Ketika memakan mayat itu bersama-sama, para penduduk menyanyikan lagu yang mereka sebut dengan lagu kematian. Tak cukup sampai di sana, mereka pun memenggal kepala si mayat. Otak mayat itu diambil, kemudian dibungkus dengan daun sagu. Setelah itu, otak tersebut dipanggang untuk dimakan bersama-sama. Betapa mengerikan.
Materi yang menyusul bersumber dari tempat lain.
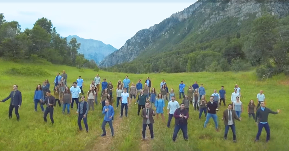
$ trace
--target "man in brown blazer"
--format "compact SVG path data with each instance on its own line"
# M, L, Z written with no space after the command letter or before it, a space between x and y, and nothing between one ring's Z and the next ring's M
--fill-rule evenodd
M227 139L227 134L229 131L229 128L231 128L232 132L233 133L233 141L236 142L236 130L235 129L235 119L240 121L242 119L242 117L238 118L235 110L232 109L232 104L230 104L228 106L228 109L224 111L223 113L223 117L222 120L224 121L225 124L225 135L224 139Z
M150 102L147 101L145 103L145 108L142 109L142 139L145 139L145 130L147 126L149 125L149 131L151 132L151 138L153 139L153 124L155 123L153 116L155 116L155 113L150 107Z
Orang-orang Asmat pandai membuat hiasan ukiran. Hebatnya, mereka membuat ukiran tanpa membuat sketsa terlebih dahulu. Ukiran-ukiran yang mereka buat memiliki makna, yaitu persembahan dan ucapan terima kasih kepada nenek moyang. Bagi Suku Asmat, mengukir bukan pekerjaan biasa. Mengukir adalah jalan bagi mereka untuk berhubungan dengan para leluhur.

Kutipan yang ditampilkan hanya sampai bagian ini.